De bijenteeltprogramma's bevatten ten minste de volgende elementen:

1.

een evaluatie van de resultaten die tot dusver zijn behaald bij de uitvoering van het vorige bijenteeltprogramma, als dat bestond. Met ingang van de bijenteeltprogramma's 2020-2022 is die evaluatie gebaseerd op de laatste twee jaarlijkse uitvoeringsverslagen van het vorige programma, als bedoeld in artikel 10;

2.

een beschrijving van de methode die wordt gehanteerd om het aantal bijenkasten te bepalen overeenkomstig artikel 2 van Gedelegeerde Verordening (EU) 2015/1366;

3.

een door de lidstaat uitgevoerde studie inzake de structuur van de bijenhouderij op zijn grondgebied, waarin zowel de productiestructuur als de afzetstructuur wordt onderzocht.
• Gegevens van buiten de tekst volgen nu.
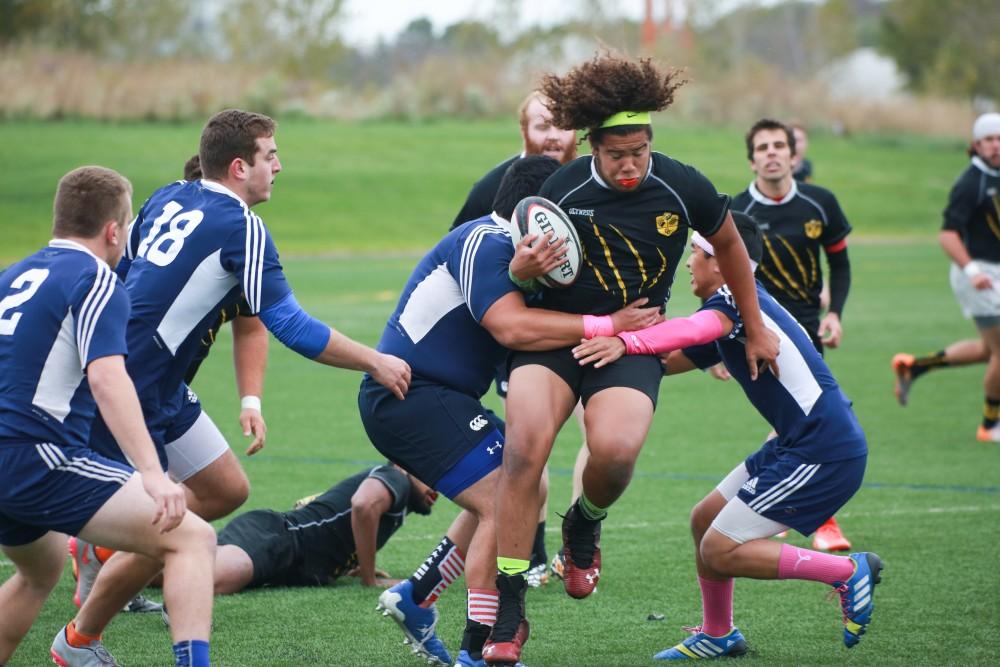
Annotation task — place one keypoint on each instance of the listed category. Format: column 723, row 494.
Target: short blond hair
column 87, row 198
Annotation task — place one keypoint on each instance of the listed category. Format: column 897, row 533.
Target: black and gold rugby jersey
column 974, row 210
column 795, row 230
column 632, row 241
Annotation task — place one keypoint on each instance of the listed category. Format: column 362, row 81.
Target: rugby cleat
column 856, row 595
column 92, row 655
column 537, row 576
column 416, row 622
column 829, row 537
column 902, row 364
column 581, row 553
column 510, row 632
column 984, row 434
column 700, row 646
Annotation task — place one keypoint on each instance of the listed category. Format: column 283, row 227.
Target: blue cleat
column 416, row 622
column 856, row 595
column 699, row 646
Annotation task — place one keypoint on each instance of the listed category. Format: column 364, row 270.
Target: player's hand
column 392, row 373
column 169, row 498
column 252, row 422
column 830, row 331
column 599, row 351
column 762, row 346
column 634, row 317
column 982, row 281
column 719, row 372
column 536, row 259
De studie verschaft ten minste de volgende informatie met betrekking tot de laatste twee kalenderjaren vóór de kennisgeving van het bijenteeltprogramma met het oog op de goedkeuring ervan:

i)

het aantal bijenhouders;

ii)

het aantal bijenhouders met meer dan 150 bijenkasten;

iii)

het totale aantal bijenkasten dat wordt beheerd door bijenhouders met meer dan 150 bijenkasten;

iv)

het aantal bijenhouders dat lid is van een bijenhoudersvereniging;

v)

de jaarlijkse nationale honingproductie in kg in de laatste twee kalenderjaren vóór de kennisgeving van het bijenteeltprogramma met het oog op de goedkeuring ervan;

vi)

het prijsbereik voor multiflorale honing op de plaats van productie;

vii)

het prijsbereik voor multiflorale honing in bulk in de groothandel;

viii)

de geraamde gemiddelde opbrengst in kg honing per bijenkast en per jaar;

ix)

de geraamde gemiddelde (vaste en variabele) productiekosten per kg geproduceerde honing;

x)

voor de lidstaten die in de voorgaande driejarige periode geen bijenteeltprogramma hadden: het aantal bijenkasten dat is vastgesteld in de laatste twee kalenderjaren vóór de kennisgeving van het bijenteeltprogramma met het oog op de goedkeuring ervan;

4.

een evaluatie van de behoeften van de bijenteeltsector in de lidstaat op basis van ten minste de evaluatie van de resultaten van het vorige bijenteeltprogramma (als dat bestond), een studie over de productie- en de afzetstructuur van de bijenhouderij, en de resultaten van de samenwerking met de representatieve organisaties in de bijenteeltsector;

5.

een beschrijving van de doelstellingen van het bijenteeltprogramma en het verband tussen deze doelstellingen en de in artikel 55, lid 4, van Verordening (EU) nr. 1308/2013 vastgestelde bijenteeltmaatregelen;

6.

een gedetailleerde beschrijving van de acties die zullen worden uitgevoerd in het kader van de bijenteeltmaatregelen van artikel 55, lid 4, van Verordening (EU) nr. 1308/2013, met inbegrip van de geraamde kosten en een financieringsplan, opgesplitst per jaar en per maatregel;

7.

de door de lidstaten vastgestelde criteria om te waarborgen dat de bijenteeltprogramma's overeenkomstig artikel 5 van Gedelegeerde Verordening (EU) 2015/1366 niet dubbel worden gefinancierd;

8.

de voor elke geselecteerde bijenteeltmaatregel gehanteerde prestatie-indicatoren. De lidstaten selecteren ten minste één relevante prestatie-indicator per maatregel;

9.

regelingen voor de tenuitvoerlegging van het bijenteeltprogramma, met inbegrip van:

i)

de aanwijzing door de lidstaat van een voor het beheer van de bijenteeltprogramma's verantwoordelijk contactpunt;

ii)

een beschrijving van de monitoringprocedure;

iii)

een beschrijving van de acties die zullen worden ondernomen bij onverschuldigde betalingen aan de begunstigden, met inbegrip van de sancties;

iv)

de bepalingen om te waarborgen het goedgekeurde programma in de lidstaat wordt bekendgemaakt;

v)

de acties die zijn ondernomen met het oog op de samenwerking met de representatieve organisaties in de bijenteeltsector;

vi)

een beschrijving van de methode die wordt gehanteerd om de maatregelen van het bijenteeltprogramma voor de bijenteeltsector in de betrokken lidstaat te evalueren.